While other marketing outlets may rise in popularity, email is still proven to be a highly effective outlet to inform advocates and drive conversions.
10. Create an email database.
Ask people to join your email list; it’s a chance to remind them of the good things you do and encourage them to give or volunteer. Remember that you must ask them to opt-in; you can’t legally send commercial emails (even nonprofit ones) without the recipient’s express permission.
11. Send targeted messages based on audience.
Include categories on the opt-in form so you can identify and target your different audiences, like employees, volunteers, board members and donors.
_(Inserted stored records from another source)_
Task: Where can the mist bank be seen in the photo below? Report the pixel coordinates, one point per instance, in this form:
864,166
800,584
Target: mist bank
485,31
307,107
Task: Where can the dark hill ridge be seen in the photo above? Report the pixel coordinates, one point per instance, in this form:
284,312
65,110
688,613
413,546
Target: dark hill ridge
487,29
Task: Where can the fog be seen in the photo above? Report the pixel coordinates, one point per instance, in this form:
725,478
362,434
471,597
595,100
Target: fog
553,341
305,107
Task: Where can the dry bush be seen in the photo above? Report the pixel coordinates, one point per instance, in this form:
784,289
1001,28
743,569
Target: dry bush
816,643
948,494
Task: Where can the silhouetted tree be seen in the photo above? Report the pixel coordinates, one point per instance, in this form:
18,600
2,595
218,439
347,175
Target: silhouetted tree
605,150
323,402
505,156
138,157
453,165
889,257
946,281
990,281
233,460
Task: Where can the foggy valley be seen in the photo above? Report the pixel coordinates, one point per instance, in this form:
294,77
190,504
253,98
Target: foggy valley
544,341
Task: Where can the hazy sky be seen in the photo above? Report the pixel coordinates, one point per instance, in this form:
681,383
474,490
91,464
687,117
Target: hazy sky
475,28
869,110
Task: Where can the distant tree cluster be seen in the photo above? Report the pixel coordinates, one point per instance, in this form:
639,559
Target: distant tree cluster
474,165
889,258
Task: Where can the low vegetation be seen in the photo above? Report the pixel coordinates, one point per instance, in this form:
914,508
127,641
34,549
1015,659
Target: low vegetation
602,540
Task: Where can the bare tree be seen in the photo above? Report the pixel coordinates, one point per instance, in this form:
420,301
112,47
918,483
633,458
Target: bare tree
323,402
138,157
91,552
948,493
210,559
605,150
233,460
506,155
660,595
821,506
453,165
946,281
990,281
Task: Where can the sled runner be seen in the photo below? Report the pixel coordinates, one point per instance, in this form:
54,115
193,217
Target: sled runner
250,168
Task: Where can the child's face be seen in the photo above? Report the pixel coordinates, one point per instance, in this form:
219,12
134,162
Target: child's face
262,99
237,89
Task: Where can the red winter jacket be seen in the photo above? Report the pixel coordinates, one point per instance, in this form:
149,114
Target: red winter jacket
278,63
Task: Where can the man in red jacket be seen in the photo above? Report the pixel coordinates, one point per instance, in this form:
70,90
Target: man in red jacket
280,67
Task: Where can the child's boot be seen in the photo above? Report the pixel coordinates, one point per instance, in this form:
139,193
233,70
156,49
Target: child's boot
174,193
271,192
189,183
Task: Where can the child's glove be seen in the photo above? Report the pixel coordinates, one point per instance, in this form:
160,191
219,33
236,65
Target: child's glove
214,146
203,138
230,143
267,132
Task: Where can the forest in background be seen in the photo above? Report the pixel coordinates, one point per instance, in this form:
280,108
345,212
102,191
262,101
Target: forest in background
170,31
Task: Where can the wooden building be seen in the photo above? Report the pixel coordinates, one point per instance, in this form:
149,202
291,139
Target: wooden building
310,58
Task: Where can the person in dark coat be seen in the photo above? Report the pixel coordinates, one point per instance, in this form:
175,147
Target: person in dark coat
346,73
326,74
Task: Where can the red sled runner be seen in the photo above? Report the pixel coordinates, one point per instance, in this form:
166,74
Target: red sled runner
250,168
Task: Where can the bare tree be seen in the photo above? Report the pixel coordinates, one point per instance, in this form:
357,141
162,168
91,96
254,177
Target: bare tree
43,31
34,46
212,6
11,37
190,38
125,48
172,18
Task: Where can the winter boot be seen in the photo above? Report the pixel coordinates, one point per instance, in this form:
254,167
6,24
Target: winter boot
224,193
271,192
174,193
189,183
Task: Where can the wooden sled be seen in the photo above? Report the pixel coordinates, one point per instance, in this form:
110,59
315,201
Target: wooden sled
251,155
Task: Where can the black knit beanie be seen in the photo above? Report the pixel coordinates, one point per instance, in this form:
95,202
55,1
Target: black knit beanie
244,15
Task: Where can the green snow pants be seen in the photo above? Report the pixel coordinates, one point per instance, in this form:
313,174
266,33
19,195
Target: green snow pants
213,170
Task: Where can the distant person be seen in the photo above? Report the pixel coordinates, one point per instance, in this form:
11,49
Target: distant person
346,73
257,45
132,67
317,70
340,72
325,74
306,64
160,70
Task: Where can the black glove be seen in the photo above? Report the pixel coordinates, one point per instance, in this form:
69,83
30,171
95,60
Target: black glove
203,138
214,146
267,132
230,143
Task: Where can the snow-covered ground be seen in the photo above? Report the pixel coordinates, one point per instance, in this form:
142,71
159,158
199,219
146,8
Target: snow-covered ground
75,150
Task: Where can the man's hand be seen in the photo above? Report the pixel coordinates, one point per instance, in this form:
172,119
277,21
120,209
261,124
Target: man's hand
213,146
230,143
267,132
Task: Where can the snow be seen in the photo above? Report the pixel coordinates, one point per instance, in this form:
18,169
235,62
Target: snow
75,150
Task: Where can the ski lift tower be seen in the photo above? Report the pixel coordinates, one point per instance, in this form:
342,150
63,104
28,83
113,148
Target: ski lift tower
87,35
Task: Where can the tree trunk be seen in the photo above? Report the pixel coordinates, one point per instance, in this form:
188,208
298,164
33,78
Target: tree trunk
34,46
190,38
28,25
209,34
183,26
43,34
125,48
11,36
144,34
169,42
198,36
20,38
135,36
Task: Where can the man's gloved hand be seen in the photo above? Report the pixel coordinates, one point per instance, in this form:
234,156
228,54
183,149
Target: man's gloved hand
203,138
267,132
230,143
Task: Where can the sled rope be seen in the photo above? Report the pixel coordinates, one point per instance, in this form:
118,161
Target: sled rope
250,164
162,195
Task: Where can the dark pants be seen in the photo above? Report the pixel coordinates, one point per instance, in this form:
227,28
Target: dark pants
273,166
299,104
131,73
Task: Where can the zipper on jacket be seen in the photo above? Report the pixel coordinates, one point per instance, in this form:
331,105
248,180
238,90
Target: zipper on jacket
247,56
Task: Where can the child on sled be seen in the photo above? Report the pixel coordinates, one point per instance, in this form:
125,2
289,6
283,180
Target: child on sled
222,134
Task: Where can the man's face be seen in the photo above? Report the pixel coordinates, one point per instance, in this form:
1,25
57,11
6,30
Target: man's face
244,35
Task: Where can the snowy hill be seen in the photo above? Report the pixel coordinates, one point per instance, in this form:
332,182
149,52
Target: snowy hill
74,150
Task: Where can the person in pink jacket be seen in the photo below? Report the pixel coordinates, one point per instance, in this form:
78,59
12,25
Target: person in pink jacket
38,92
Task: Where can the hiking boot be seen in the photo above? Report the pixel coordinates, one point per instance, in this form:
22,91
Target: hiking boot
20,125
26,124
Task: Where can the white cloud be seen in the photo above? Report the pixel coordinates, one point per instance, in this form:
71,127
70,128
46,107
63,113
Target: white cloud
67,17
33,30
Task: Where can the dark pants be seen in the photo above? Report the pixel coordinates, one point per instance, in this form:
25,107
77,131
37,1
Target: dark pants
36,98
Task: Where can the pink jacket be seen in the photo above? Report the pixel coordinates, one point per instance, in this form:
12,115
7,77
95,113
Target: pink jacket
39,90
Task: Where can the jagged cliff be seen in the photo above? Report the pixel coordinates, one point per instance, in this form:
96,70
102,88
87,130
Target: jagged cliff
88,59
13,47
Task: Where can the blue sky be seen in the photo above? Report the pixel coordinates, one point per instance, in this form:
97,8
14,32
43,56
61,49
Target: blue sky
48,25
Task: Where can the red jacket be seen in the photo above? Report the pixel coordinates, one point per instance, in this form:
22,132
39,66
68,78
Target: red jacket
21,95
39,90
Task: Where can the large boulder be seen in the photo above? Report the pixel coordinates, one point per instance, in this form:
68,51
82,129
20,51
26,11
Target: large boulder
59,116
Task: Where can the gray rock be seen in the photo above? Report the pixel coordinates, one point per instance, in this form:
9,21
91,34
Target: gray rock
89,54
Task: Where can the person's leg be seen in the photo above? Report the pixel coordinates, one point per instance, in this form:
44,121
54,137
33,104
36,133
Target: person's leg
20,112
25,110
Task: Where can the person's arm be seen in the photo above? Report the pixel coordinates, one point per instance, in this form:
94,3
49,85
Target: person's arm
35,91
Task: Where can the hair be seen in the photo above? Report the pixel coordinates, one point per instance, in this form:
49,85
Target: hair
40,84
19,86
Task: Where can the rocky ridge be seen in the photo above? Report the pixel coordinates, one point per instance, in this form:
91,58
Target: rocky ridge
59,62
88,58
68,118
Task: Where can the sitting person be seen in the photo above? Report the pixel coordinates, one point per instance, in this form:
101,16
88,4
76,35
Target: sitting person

That way you can tailor each email to the specific audience.
12. Focus on click-through rate.
Open-rate is a vanity metric; it doesn’t really tell you how successful your email was. Instead, focus on the number of people who clicked through the email to your website. You can encourage those click-throughs using a concise "headline, teaser and link" setup.
A Few Extra Tips
- Use consistent messaging and timing across all digital outlets to maximize exposure.
- Leverage visuals to tell the story. Photos, videos and infographics are far more effective than text alone.
- Always ask, “Why should my audience care?” Determine what’s in it for them, then craft your messaging to address their needs and interests.
Your Next Steps
- Use metrics to audit your current digital plans so you can see what’s working and what's not.
- Adjust those plans and goals to focus on what's most effective for your organization.